Fernanda Torres contou sobre o trabalho na nova temporada e a intenção da série, que de acordo com Bruno Mazzeo, roteirista, voltou com um humor ainda mais ácido e provocativo. Falou sobre as falhas do nosso sistema presentes desde a época do descobrimento do Brasil e sobre outras Fernandas: a Montenegro, sua mãe, e a Young, sua grande amiga, que nos deixou esse ano. Você confere tudo isso nesse papo a seguir:
Uma série com tantas críticas sociais, que fala de preconceito, política… Ela poderia ter sido ambientada em qualquer época do Brasil, né?
As mazelas do Brasil são eternas, independente da época… “Filhos da Pátria” fala sobre isso, sobre as nossas mazelas eternas, um problema de raiz que está lá desde uma escravidão que não foi resolvida, de um patrimonialismo… de quem sempre teve no poder, de uma ideia extrativista: desde o primeiro português que veio cortar pau-brasil, ideia de um lugar que se plantando tudo dá e que tem que retirar a riqueza sem devolver nada. Então, “Filhos da Pátria” fala de das nossas mazelas de fundo.
Você vai do drama comédia com extrema facilidade. Qual dos dois é o mais difícil?

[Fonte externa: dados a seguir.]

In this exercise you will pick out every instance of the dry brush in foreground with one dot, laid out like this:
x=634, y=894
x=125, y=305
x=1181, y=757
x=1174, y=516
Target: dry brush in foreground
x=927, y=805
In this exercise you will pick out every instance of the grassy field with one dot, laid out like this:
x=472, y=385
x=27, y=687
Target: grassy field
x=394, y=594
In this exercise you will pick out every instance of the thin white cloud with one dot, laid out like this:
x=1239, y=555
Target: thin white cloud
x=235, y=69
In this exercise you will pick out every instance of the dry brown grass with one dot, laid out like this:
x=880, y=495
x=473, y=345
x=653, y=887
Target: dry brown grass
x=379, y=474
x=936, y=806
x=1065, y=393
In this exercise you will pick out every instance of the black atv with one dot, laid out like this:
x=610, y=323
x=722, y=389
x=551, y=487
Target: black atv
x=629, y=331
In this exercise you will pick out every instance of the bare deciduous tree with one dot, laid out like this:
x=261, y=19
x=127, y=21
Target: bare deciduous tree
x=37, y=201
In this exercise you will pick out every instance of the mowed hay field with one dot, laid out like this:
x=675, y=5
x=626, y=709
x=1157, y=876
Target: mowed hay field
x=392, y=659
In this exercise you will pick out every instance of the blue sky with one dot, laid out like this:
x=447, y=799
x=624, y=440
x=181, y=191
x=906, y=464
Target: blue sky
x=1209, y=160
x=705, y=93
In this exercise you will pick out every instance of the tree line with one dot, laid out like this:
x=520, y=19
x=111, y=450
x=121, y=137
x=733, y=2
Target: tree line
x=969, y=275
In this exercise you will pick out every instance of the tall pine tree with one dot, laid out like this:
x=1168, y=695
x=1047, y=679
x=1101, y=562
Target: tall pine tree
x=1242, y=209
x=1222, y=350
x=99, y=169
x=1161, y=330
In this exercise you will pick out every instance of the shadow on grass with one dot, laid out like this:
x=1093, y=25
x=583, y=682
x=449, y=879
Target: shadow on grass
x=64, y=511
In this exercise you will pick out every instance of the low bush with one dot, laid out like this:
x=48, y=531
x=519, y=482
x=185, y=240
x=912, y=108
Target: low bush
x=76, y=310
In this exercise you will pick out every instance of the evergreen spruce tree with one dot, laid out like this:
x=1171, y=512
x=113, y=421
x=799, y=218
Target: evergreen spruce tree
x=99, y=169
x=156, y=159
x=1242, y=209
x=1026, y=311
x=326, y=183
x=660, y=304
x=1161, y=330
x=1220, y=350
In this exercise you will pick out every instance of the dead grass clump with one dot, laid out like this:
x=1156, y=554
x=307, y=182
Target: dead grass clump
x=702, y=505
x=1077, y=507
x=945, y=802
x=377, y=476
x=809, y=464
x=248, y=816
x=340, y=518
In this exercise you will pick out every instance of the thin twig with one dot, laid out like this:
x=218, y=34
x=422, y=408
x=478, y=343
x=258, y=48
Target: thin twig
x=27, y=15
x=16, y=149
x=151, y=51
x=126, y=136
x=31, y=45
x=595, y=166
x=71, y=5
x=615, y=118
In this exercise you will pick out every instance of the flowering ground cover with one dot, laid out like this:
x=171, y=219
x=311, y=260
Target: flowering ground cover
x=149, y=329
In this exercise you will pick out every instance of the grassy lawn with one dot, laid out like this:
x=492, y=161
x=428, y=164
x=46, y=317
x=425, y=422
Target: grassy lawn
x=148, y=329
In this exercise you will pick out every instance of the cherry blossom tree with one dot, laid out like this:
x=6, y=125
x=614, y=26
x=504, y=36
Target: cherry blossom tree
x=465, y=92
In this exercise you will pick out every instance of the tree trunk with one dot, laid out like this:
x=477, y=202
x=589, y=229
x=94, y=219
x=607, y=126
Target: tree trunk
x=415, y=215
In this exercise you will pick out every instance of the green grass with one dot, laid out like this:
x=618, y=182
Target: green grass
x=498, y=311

É difícil fazer texto ruim. Quando você tem texto ruim, tem que resolver o problema dele, criando uma emoção que não está ali, um humor que não está ali, quando o texto é bom, independe se ele é comédia ou drama. Porque o texto te leva. No caso dessa série tem momentos que é hilariante e de repente a cena fica terrível.
Em 92, No programa “Roda Viva”, você criticou o machismo e a cultura machista do nosso país. A forma como as mulheres eram tratadas. Vinte oito anos depois, acha que mudou alguma coisa?
Eu acho que sim. Hoje isso é um assunto novo que o movimento feminista colocou em pauta, acho que houve mudança, hoje é inaceitável certas piadas o comportamentos que há tempos atrás eram ditos como normais, banais… Hoje já se tem uma outra visão deles, nesse sentido acho que a última onda do movimento feminista foi bastante importante, bastante ativa e bem sucedido nesse sentido. Não havia essa contabilidade de que o Brasil é o quinto país que mais mata mulheres. Então acho que eu vi, sim, essa mudança.
Sua personagem é preconceituosa, racista… Afinal, lá no fundo, Maria Teresa tem um bom coração?
Maria Teresa essa contradição. É um monstro preconceituoso, machista racista. Ela é tudo para a família dela e ao mesmo tempo é uma dona de casa adorável, uma mulher cega, então isso que é o encanto dela, porque é como se ela fosse a sua tia, é uma pessoa que você ama porque é uma mãe gentil e por outro lado é um poço de preconceito. Então isso que é bom da série, essa contradição. É uma série que fala muito sobre o patriarcado brasileiro. Eu tenho um carinho pela Maria Teresa embora ela seja um monstro.
Em poucas palavras dona Fernanda Montenegro como mulher:
Mamãe é uma mulher incrível. Foi fazer teatro numa época impensável. Ela é uma menina do subúrbio, filha de operários, neta de imigrantes. Não sei porque que minha mãe um dia foi pra rádio fazer um teste de locutora. É muito interessante, se permitiu tudo no teatro. É uma de opiniões muito próprias, um ser livre.
Fernanda Young por Fernanda Torres.
Ela e o Alexandre, o que eles fizeram em “Os Normais”… A Fernanda, mais uma mulher livre! De pensamento próprio e livre. Uma mulher que tem um pensamento próprio livre e eles conseguiram imprimir isso em os normais com uma capa conservadora. Eram dois noivos, dois cordeiros, lobos em pele de cordeiro. Fernanda Young é uma mulher, que não tem… É um ser único, criativo, doida e ao mesmo tempo centrada… Mais um fruto de Niterói… Niterói produz seres muito interessantes.